What is the importance of mentorship programs for women in oncology?

One of the key things to communicate is the need for mentors and feedback. Mentors can be both at your institution and outside your institution, and that’s important. Sitting on the panel for the Women in Oncology event was fascinating [for me]. Understanding the challenges my colleagues also dealt with over time, [how they discovered their] passion to work within the field of oncology and women’s health, [and what] drove them to overcome a lot of obstacles was inspiring. We want to support people within [this community] and understand that [pursuing personal goals and fulfillment] doesn’t mean you can’t have a career in academics or in community practice.

As the facilitator of the discussion on Pursing Leadership & Career Growth, what insights did you glean when discussing support networks with your colleagues, and how important are these in facilitating successful career transitions for women in this field?

It was interesting hearing about what [research] people were interested in and where they wanted to go [in their career journies]. [For example], how does somebody who’s left community practice to go into a more academic role that is clinically heavy at the age of 50 years deal with that? How do you get involved in trials? There were also people busy at academic centers who have a huge amount of clinical work. How do they balance their life outside work?

There are recommendations we can provide that are more individualized, [because] it’s hard to make a global recommendation. The main idea is to go forward with ideas. You have to start to move forward. You must have a leader within your group who supports what you want to do. That’s key. If you have somebody who doesn’t support you, and you know for sure that you don’t want to do exactly what you’re doing now, then you need to leave that institution and go somewhere that will support you.

Let’s say you go to the leaders of your group and say you want to do more trials, and they [respond by saying that] you’re a clinician, so you can’t do trials. [In that scenario,] you have to think about how important that part of you is and balance it against where you are [in your career] and what’s right for you and your family, whatever that family looks like. Then, [you must] make some difficult decisions.

What are unique challenges that women face when transitioning between different career stages or roles? What advice do you have for someone considering moving to a new institution?

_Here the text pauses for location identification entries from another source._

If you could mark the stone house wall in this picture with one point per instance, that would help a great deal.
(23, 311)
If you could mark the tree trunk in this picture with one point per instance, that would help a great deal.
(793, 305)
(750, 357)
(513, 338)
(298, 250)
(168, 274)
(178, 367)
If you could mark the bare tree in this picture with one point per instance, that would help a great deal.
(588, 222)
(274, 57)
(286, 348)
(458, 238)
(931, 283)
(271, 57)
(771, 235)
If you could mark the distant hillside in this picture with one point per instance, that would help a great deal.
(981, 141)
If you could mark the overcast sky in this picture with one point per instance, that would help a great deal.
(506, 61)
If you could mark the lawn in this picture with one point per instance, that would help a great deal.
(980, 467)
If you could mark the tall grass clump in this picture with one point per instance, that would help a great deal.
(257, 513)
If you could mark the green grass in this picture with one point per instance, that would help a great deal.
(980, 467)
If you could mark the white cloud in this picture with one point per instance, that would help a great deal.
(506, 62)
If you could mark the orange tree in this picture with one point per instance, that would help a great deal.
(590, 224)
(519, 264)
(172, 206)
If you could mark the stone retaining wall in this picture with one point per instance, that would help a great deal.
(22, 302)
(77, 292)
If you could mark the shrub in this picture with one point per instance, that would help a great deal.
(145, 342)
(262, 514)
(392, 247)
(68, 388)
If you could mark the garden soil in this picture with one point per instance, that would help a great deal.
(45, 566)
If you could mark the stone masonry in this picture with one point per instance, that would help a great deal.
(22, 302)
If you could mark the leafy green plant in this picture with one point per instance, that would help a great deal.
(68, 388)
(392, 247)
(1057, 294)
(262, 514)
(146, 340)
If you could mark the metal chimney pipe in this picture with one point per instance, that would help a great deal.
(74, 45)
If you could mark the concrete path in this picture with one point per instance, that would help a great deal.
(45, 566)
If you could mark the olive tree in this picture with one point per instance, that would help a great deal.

A lot of the time, if you’re [highly enmeshed] in a certain place, it’s hard to move. If you are enrolling patients in trials, you can [request to] bring a sponsored trial into your group and champion the trial. If you enroll well in a trial talk to the trial leadership, there are possibilities of proposing sub-analyses of patient subgroups. That [research] could be [focused on] anything. Since you’ve contributed to the study in a big way, you then have the power to ask about [related opportunities of interest.]

Another thing we talked about [during the event] is that you must have contributed something to get something back. The cooperative groups are also a place where people can propose studies and be successful, although it takes a long time. [Lastly], somebody else might have an investigator-initiated trial at another institution [that you can] join. Then you can potentially propose a sub-study. If you take that approach, you must get that set up early, because the sub-studies [will often] go to the junior people at the institution running the trial.